The Bible encourages Christians not to take each other to court, but to resolve the dispute within the church (Matthew 18: 15-17, 1 Corinthians 6:1-8). It is widely believed that these verses relate to matters of civil law where one party has been wronged by another and is seeking some kind of compensation from them. Yet pastors in Mozambique and other Sub-Saharan countries find themselves handling an array of legal matters and different conflicts including theft, witchcraft accusations, domestic violence, and child abuse.

The Association of Mozambican Christian Lawyers (AMAC) has completed a report on a research done with Mozambican pastors that considers their experience of conflict and legal disputes. To someone coming from a developed country with a functioning justice system and the rule of law, the results are quite startling. More people are going to pastors for help with legal issues than to courts. 107 pastors were surveyed, and in the previous 12 months they had personally handled:

  • 86 legal disputes relating to children, including cases of physical and sexual abuse
  • 54 cases of domestic violence
  • 46 crimes, of which most were theft

The reason why these injustices were coming to pastors was clear. In Mozambique, access to the law courts is compromised by high costs, corruption, few courts and a lack of human and financial resources. Pastors are trusted by their church and in the wider community, and can provide a confidential, quick and free form of conflict resolution on your doorstep. Typically, the pastors would sit down with the parties involved and attempt some kind of mediation and reconciliation. In the absence of an accessible court system, this type of justice is a pragmatic alternative that could be described as a ‘good enough’ justice.

It is true that pastors lack the skills and knowledge of a legal professional, and most are without basic mediation skills. This is where the lawyers of AMAC can come in. We recently joined the Christian lawyers in Maputo as they hosted a conference for 147 pastors. Andrew Caplen, a Christian lawyer and former President of the Law Society of England and Wales, spoke on access to justice and the rule of law. His wife Lindsay, a Baptist pastor, delivered a message challenging God’s people to live ethically in order to fulfil God’s mission of blessing all nations. AMAC president Mateus Mosse impressed that one of AMAC’s primary roles was to partner with the church regarding justice issues. Dr Carlos Mondlane, the President of the Association of Mozambican Judges, spoke about cultural perceptions of domestic violence and his experience of these cases in court.

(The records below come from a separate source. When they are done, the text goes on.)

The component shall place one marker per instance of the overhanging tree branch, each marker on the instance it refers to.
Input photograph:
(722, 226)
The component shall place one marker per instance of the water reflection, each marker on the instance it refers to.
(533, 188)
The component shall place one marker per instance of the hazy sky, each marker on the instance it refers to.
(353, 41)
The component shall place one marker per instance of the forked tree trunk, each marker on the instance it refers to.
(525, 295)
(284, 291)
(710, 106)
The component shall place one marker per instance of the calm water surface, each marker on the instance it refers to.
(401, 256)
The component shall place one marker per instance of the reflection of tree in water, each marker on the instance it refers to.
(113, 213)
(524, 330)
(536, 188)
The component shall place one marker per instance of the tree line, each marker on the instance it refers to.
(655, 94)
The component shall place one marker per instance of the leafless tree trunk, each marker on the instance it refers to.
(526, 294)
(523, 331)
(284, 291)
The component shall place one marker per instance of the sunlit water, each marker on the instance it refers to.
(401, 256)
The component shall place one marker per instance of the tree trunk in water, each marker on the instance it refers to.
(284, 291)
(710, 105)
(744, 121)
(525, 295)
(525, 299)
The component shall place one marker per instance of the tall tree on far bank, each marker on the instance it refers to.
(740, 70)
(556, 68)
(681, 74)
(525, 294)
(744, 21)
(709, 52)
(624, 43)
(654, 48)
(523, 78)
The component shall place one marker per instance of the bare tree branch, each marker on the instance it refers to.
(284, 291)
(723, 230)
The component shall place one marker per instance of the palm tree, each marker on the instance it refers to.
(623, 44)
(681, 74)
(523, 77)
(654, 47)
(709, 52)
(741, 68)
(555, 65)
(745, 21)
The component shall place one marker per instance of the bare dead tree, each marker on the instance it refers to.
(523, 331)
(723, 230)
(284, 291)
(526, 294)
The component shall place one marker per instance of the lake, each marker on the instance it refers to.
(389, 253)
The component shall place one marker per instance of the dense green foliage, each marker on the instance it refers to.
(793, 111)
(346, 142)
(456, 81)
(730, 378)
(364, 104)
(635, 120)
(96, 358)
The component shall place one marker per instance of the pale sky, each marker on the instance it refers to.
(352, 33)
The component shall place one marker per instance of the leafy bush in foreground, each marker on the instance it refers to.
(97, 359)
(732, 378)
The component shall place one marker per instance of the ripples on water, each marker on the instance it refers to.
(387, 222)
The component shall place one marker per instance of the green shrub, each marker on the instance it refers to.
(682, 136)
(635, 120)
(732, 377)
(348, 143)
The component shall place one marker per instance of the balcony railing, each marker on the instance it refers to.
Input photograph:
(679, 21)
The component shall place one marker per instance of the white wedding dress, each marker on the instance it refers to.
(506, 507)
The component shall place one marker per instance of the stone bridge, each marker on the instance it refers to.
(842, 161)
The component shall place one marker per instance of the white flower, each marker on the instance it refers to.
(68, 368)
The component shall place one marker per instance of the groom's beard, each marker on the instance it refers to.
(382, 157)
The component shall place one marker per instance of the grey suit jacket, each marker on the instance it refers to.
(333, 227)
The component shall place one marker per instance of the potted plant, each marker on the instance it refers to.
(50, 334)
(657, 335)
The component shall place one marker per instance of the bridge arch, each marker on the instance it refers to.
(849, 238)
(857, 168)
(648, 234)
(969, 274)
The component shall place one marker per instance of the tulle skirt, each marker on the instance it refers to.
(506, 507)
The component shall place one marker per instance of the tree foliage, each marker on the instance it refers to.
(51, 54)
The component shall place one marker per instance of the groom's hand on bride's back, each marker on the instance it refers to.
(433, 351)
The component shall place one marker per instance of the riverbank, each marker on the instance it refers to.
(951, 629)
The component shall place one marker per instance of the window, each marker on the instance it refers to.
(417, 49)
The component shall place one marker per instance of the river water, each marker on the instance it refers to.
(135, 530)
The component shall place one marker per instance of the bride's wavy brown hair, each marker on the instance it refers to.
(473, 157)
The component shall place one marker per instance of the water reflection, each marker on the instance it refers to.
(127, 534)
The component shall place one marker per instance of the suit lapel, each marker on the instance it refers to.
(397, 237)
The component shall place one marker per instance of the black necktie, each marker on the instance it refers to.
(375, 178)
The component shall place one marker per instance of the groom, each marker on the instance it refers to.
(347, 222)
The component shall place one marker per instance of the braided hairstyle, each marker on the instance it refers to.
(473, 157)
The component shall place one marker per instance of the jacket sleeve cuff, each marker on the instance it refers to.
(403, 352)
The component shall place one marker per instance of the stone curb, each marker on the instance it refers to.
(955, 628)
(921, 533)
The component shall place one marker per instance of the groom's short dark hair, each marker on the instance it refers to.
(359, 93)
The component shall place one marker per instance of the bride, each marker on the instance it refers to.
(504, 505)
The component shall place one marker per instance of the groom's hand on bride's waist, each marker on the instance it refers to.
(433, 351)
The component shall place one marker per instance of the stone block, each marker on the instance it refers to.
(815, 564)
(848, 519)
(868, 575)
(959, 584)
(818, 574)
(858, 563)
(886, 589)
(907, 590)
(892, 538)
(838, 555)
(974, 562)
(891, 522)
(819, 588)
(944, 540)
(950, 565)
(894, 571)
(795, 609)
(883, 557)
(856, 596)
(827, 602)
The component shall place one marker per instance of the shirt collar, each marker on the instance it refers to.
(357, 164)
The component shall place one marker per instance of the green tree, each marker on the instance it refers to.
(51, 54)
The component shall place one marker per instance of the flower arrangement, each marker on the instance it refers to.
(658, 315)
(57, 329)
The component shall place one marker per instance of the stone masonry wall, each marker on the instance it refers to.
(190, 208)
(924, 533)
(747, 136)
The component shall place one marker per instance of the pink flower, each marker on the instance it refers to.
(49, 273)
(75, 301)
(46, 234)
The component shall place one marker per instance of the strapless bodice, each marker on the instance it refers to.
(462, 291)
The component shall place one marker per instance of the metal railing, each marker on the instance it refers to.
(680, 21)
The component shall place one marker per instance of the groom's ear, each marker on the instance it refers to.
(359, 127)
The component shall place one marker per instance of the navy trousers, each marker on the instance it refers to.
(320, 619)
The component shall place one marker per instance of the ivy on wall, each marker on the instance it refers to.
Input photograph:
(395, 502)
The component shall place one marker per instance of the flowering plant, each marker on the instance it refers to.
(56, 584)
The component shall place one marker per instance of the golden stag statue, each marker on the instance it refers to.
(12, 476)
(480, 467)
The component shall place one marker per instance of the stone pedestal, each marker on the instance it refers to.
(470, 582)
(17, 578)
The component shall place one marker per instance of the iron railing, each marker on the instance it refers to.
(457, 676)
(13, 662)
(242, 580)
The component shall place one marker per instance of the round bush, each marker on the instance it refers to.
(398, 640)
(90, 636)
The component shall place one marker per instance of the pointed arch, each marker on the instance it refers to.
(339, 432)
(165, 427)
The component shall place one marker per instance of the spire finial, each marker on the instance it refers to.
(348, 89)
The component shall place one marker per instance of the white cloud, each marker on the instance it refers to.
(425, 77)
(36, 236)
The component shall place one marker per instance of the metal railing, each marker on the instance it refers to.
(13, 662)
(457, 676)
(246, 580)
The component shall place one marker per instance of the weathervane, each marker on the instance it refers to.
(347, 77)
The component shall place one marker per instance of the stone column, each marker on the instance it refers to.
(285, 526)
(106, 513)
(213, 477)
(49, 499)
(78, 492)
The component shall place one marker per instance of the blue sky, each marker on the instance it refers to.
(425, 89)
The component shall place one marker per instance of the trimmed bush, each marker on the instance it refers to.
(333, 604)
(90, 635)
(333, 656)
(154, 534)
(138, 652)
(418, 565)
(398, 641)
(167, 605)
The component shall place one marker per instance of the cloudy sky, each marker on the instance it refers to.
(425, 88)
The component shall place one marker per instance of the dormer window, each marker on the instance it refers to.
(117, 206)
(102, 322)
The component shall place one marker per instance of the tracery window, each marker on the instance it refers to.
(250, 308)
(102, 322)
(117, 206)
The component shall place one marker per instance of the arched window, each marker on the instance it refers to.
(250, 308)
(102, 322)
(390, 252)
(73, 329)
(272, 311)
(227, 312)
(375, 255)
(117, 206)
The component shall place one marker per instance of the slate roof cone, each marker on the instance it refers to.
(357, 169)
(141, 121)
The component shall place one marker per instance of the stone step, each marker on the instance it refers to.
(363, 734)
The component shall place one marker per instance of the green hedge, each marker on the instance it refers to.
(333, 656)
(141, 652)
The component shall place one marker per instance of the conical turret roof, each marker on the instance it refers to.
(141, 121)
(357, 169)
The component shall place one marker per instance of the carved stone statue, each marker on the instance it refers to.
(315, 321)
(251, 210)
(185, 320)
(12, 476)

The findings of AMAC’s research were also presented. Many of the pastors had never before realised that they were dealing with matters of law. An important conversation has started between Christian lawyers and pastors that can help improve access to justice for the poor and vulnerable in Mozambique. Christian ministers may not be lawyers or judges, but to the people facing injustices on a daily basis the justice offered by the pastors they trust within their places of worship is ‘good enough’.